Two other important things are completed at this stage. First, the associated parameter files are saved to a cloud-based location, and the underlying
`ParamUpdater` code keeps track of the changes made to each parameter file (relative to the provided base parameter file). Second, these changes are added to a database table, which doesn’t require anyone to do anything or write any special code. Again, this is done systematically, without the need for a researcher to write specialized code. A description of how we use this resulting table follows.
Challenge 3: Creating analysis datasets
The final step of model analysis is to evaluate the model’s outcomes. Here, we faced two simultaneous challenges: developing code that would create the summary results and keeping those results linked to the policy input parameters.
To remedy the first challenge — creating summarized results — we moved the code out of the model itself, where it had historically resided, to a separate Python routine. Here, the Tech & Data team worked with the research team to ensure the code was efficient and the outputs were accurate. You might notice that this broke our rule of not changing the model code, but both teams felt that creating this new code base was a relatively light lift and would result in a significant gain to the research team. Using Python for this task meant we could take advantage of multiple cores on the computers handling the processing, significantly reducing processing time.
The second challenge, keeping results linked to the parameter file options, is accomplished in three ways. First, we maintain naming conventions on the sets of model runs so they can be easily organized and retrieved. In the
`ParamUpdater`, we add a prefix to the group of runs. For example, a group of runs might be called
` tcja_ctc _run_1000`. Second, we built a database to store information about the runs and indicate which parameters were changed. Finally, summary results are calculated for each simulation. In the end, researchers receive a single dataset that contains all the information about each run. These data were then used to build the visualizations in our new web feature.
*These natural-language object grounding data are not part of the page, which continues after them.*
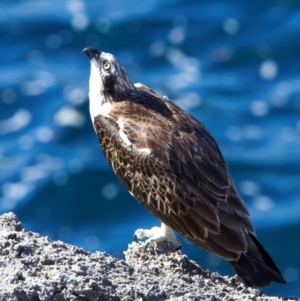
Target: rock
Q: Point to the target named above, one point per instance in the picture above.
(33, 267)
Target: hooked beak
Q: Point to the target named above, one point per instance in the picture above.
(91, 52)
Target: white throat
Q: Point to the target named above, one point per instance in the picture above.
(98, 106)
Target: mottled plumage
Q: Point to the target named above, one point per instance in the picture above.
(170, 163)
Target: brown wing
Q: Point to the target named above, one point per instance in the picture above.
(174, 167)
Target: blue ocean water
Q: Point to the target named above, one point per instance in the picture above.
(233, 65)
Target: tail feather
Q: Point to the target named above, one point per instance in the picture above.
(256, 267)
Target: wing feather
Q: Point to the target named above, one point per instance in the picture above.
(174, 167)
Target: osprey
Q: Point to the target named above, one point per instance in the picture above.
(171, 164)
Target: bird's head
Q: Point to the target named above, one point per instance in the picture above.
(108, 78)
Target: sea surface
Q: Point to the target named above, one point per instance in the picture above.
(234, 65)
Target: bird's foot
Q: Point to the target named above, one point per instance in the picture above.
(156, 235)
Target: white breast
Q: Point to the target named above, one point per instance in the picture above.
(98, 106)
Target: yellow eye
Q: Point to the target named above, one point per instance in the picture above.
(106, 66)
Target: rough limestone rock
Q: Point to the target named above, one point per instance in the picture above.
(33, 267)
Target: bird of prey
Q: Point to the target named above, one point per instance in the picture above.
(171, 164)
There are three steps to creating and completing these database tables:
Step 1: Create the table and insert values where parameters are different
`Inputs` table is created in the
`ParamUpdater` step, and values are inserted any time a value is changed from the base table. In this example, we have changed the value of
`StandardDeduction` only in each run.
Step 2: Upon simulation completion, calculate summary measures
Using the information from the
`Inputs` table to create the column(s) based on
`Input Variable` and
`Input Value`, a
`Results` table is created, and summary measures
`AverageTax` are calculated and saved.
Step 3: Return analysis dataframe
`Results` table is returned to the researcher for download. This enables the researcher to easily analyze thousands of runs, as each run is simply one row in the final table. If any additional detail is needed, then the researcher is able to go back to the microdata or revise the summary output measures as needed.
We had many lessons-learned throughout this work, but perhaps the most important lesson is to remember the project’s objectives. Here, our guiding principle was to keep the model code stable, and our secondary priority was to make the analysis easy to use. These guided our decisions for selecting compute resources and designing the analysis step. By understanding how the results would be created and used, we were able to design a system that is effective, meets the researcher's needs, and is easy to use.